The Pompidou Cantre building was built in 1977 and immediately became an icon for modern architecture. The building’s esthetics initiated a widespread dialogue, not only among world artists, but also among philosophers.
For Polissky the Beaubourg is: “a revolutionary form which has disclosed the skeleton and the construction and the technical elements. The cowl ventilators that are not hidden, but, on the contrary displayed wide openly in the Paris city center, are plated by Polissky into a 22 meters high belvedere. It is important for him to show that any avant-garde – or even revolutionary for it’s time – form, can find its place in a particular about harmony, natural environment.

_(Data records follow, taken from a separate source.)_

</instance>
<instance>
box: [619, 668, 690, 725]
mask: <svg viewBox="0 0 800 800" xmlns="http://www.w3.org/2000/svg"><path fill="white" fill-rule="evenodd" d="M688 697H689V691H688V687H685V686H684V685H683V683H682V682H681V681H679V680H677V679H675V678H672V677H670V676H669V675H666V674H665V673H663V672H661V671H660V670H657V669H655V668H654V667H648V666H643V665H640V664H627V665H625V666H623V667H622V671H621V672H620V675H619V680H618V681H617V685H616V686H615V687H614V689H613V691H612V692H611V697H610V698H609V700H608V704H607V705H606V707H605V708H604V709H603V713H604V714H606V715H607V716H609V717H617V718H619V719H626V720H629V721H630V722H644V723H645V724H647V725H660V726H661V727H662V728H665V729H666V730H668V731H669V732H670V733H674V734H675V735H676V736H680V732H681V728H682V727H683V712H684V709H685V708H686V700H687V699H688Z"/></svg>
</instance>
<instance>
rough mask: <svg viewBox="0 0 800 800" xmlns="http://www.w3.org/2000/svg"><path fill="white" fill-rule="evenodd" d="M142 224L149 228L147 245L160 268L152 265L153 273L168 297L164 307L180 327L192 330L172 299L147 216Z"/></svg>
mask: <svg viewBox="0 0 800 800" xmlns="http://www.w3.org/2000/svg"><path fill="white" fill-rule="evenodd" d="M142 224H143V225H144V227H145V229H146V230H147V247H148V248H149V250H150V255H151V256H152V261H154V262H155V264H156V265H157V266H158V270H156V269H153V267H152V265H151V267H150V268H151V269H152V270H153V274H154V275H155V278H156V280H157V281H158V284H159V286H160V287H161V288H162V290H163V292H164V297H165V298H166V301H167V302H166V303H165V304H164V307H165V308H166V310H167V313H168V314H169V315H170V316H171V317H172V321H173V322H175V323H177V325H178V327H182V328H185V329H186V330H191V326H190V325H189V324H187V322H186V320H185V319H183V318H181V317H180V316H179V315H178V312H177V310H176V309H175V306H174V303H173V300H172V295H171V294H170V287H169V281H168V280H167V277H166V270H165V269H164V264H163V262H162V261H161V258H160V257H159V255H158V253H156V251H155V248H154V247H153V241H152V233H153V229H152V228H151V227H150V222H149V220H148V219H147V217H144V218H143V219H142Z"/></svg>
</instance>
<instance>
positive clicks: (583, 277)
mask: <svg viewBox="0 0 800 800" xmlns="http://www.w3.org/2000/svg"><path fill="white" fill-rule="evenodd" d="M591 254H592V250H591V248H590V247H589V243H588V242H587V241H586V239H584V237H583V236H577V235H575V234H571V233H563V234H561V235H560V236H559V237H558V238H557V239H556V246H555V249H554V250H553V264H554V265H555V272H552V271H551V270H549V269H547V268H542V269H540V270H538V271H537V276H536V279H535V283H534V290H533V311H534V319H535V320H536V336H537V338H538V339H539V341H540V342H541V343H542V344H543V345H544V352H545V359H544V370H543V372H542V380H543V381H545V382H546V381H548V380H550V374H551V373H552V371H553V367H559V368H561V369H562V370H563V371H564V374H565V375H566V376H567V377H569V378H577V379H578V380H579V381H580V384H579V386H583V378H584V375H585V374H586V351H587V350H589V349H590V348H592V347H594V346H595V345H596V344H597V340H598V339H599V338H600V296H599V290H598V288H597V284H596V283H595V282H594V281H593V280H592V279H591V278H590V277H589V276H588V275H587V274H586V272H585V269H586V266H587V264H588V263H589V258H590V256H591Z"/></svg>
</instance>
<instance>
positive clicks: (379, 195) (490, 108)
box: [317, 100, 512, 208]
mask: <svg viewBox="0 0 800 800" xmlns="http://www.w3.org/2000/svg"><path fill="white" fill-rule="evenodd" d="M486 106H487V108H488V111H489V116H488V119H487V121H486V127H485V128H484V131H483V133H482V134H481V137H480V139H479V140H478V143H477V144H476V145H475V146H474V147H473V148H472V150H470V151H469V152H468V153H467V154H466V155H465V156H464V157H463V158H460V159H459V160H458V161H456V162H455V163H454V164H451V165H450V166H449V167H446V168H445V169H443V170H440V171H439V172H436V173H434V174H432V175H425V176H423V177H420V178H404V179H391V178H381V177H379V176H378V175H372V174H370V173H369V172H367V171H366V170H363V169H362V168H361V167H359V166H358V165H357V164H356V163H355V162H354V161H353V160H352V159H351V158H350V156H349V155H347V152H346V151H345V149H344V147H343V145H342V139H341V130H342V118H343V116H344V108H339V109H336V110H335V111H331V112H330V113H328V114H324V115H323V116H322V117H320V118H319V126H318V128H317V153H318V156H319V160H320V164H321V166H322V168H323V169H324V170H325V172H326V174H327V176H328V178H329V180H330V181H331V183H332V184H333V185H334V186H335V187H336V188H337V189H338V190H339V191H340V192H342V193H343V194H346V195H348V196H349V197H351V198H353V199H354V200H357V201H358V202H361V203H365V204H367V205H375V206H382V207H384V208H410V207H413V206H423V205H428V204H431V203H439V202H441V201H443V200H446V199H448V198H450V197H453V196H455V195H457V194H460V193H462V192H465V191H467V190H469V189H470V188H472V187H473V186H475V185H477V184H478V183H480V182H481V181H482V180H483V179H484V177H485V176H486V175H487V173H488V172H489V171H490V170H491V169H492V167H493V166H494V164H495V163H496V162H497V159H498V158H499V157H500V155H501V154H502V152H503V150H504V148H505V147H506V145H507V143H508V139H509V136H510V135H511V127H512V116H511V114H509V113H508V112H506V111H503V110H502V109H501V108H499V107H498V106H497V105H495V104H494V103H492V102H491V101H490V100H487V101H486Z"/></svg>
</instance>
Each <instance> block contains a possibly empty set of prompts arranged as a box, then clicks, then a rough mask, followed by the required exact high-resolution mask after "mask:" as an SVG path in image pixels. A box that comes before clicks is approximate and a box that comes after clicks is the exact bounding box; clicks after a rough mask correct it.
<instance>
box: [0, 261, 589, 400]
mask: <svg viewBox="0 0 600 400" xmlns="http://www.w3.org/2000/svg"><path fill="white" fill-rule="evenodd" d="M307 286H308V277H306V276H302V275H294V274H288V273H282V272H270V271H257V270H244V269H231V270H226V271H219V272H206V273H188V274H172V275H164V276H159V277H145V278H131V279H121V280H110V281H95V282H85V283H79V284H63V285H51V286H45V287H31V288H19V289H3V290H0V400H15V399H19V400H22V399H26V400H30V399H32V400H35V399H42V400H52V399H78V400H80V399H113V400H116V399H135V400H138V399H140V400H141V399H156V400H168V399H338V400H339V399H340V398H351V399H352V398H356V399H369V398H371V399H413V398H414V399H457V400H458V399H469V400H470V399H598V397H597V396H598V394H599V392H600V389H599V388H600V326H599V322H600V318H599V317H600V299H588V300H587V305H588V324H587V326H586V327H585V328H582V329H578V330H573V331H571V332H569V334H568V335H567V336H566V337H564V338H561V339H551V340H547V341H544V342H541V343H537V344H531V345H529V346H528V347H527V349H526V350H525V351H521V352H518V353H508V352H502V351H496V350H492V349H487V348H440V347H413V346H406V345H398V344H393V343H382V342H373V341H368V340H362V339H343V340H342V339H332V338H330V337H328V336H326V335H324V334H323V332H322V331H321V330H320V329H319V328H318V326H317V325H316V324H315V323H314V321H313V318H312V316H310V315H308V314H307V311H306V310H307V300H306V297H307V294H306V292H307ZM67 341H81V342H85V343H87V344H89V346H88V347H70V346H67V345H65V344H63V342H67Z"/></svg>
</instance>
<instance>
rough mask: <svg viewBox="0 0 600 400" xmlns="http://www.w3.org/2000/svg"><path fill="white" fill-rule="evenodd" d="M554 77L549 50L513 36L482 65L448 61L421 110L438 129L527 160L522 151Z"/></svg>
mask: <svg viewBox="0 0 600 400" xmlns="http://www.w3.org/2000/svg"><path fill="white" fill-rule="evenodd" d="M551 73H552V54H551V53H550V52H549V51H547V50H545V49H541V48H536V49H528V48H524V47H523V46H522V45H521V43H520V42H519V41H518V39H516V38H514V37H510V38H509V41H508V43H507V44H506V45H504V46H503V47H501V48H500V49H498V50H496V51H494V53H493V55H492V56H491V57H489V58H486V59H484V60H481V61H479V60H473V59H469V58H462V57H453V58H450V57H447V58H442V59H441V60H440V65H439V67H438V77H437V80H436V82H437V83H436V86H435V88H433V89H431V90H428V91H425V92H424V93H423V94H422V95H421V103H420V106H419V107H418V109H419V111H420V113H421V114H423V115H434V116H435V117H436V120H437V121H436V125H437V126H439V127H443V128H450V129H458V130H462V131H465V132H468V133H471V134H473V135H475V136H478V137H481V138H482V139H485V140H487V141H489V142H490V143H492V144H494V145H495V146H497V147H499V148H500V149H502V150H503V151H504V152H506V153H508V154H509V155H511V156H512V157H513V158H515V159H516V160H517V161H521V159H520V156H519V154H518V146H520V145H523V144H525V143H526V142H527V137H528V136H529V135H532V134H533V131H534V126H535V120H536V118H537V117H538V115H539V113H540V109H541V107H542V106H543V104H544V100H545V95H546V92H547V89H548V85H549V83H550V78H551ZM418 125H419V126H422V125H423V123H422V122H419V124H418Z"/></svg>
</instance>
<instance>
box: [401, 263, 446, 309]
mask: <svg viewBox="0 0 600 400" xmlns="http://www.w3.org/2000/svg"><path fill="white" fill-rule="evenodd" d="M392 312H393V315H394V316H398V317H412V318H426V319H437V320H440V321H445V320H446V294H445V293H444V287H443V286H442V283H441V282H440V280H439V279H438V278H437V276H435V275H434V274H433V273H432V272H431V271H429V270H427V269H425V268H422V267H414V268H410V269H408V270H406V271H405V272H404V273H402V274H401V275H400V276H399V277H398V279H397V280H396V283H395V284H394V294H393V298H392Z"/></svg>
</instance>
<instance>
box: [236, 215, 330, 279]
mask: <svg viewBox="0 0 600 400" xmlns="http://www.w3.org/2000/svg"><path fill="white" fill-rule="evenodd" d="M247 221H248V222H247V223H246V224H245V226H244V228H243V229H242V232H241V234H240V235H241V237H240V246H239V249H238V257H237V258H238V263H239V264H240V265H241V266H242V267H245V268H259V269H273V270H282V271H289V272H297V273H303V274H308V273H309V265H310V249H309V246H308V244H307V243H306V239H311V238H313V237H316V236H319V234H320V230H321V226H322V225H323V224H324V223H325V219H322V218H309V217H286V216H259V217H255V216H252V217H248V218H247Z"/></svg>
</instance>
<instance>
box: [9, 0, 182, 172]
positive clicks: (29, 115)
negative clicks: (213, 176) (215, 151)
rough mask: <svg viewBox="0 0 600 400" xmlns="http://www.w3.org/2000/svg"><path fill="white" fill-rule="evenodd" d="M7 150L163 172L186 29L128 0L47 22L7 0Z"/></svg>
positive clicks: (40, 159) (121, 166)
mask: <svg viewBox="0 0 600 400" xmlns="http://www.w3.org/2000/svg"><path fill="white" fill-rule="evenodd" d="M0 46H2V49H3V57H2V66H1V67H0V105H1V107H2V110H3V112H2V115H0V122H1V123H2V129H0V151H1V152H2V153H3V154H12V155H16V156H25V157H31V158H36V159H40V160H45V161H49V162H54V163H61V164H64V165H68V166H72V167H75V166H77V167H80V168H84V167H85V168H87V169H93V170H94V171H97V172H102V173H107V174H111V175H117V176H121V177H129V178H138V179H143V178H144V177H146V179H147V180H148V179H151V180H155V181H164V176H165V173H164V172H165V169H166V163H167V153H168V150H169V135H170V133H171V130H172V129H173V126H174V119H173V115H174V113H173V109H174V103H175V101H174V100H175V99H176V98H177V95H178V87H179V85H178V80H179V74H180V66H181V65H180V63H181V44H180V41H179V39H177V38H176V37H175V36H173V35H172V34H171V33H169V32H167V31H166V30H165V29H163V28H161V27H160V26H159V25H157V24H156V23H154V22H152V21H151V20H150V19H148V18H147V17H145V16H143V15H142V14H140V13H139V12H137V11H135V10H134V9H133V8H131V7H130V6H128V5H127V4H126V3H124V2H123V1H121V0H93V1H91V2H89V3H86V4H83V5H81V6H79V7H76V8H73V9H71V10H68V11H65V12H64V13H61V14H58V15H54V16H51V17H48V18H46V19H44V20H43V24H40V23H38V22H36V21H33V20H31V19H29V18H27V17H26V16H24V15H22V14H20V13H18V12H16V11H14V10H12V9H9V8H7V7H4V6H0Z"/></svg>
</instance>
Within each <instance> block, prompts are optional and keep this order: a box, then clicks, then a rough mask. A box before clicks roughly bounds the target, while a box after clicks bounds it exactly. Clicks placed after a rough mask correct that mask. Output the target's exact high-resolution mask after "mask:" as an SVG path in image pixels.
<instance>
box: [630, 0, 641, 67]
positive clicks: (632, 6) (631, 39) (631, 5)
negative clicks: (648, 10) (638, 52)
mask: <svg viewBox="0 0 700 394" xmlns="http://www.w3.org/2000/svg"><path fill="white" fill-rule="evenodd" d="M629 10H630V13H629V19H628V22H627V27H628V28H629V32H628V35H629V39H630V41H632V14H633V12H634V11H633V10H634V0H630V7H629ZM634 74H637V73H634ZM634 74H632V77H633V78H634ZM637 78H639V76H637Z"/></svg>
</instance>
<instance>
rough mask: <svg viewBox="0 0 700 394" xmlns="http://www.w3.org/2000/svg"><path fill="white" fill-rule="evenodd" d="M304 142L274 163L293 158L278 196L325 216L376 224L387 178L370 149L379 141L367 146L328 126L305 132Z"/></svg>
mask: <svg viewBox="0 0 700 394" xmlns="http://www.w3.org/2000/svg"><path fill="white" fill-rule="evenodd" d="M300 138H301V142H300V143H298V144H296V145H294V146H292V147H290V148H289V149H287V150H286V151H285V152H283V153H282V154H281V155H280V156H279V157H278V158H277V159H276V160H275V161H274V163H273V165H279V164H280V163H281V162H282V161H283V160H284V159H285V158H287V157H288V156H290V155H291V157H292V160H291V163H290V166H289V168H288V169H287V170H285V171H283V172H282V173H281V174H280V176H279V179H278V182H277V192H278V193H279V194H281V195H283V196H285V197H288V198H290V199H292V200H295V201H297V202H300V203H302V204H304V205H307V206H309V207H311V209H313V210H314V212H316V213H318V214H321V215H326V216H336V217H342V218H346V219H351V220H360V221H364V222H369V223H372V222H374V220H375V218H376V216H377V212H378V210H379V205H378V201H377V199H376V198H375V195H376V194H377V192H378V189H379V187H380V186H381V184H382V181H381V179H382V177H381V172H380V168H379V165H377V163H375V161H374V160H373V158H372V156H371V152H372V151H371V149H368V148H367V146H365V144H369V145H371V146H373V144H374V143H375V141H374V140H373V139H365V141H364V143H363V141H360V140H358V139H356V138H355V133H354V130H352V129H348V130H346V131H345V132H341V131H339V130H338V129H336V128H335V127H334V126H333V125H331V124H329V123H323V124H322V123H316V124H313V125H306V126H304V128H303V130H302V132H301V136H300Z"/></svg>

Polissky remains true to the idea of using the social context in his work. By choosing as the working material and technique the traditional villatic basketwork out of vine, he is convinced that the crustiest tradition can provide the basis for the most radical modern forms. For centuries the peasants have plated baskets and sheaves, and if they will see the point in plating modern architecture, they will gladly do that as well, all that is needed is faith in their ability to change.